When I’m in the present moment, the moment is filled with light, joy, freedom, aliveness, and a profusion of creative ideas that stem from my passions and my sense of purpose. Spirit fills my heart with so much love that I think my heart will burst with it! It’s anything but boring!
Rosemary had spent her life pleasing other people rather than pleasing herself, so she had little idea about what would bring her joy.
“Rosemary,” I said, “please go inside, breathing into your feelings. Ask your inner child what she would love to do this coming weekend.”
“I know exactly what she wants to do. She wants to go skiing and she wants me to find her a ceramic class,” she said.
“How long since you’ve been skiing?” I asked her.
“Oh, it’s been at least 10 years. I have a voice in me that keeps telling me that it’s too expensive,” she said.
“How long have you wanted to learn to make ceramic pots?” I asked.
“Since high school,” she said.
“Rosemary, are there expenses you can cut out to have the money to ski and learn to pot?” I asked.
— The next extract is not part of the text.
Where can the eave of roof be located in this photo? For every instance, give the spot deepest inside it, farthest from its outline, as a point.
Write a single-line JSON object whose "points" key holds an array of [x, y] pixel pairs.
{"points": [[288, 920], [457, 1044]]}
“Yes, there are, but my critical voice is telling me that doing these things is self-indulgent,” she said.
Rosemary had been keeping a lid on the things that would bring her joy for many years, so when she was present in the moment, there was no feeling of aliveness and creativity.
I worked with Rosemary to start to listen to her higher voice rather than her critical, controlling voice.
It took a few weeks, but finally she went skiing and started a ceramics class. She started to feel some aliveness for the first time in her life. As she continued to open to her passions, a new sense of purpose started to emerge. Rosemary had been stuck in a job that got her by, but it wasn’t work she was passionate about. The thing that she knew she was very talented in was in interior and landscape design. She loved creating beautiful environments and had done it for herself and friends for years, but never professionally.
By opening to her passion and sense of purpose, and to her higher voice with gratitude and a desire to learn, she finally gained the courage to do the work she always wanted to do.
Now, being present is no longer boring for Rosemary. Now she feels the joy of tuning into her creative flow and supporting others in creating beautiful environments that feed their souls.
There is much power in learning to be present and mindful, and numerous ways of learning this. There are many forms of mindfulness meditation, and each person needs to discover which works best for them.
There is the traditional Eastern form of meditation, where you focus on something such as a candle flame, your breath, or a mantra. In this form of meditation, the purpose is to detach from the thoughts that come from your mind, letting them float by while you open to spirit.
Another form of mindful meditation is where you open to the energy field of love and truth that is always here and available to you. In this form of meditation, you do not need to stay still and focus. Rather, you regularly bring your awareness to the present moment and continue to open to the ever-present love. It is more a way of being than something you are doing.
Inner Bonding falls into this second form of meditation. By practicing staying tuned into your feelings and your spiritual guidance, you can learn to stay connected with spirit, with God, with the energy field of love and truth, all the time. Inner Bonding can become an all-day form of mindfulness.
Staying tuned into the energy field of love and truth requires an act of surrender. Instead of relying on the mind to govern your actions, you come to accept that the mind rarely knows what is in your highest good. Since the mind is incapable of discerning what is true and what is not, it is not in your highest good to rely just on your individual mind for guidance.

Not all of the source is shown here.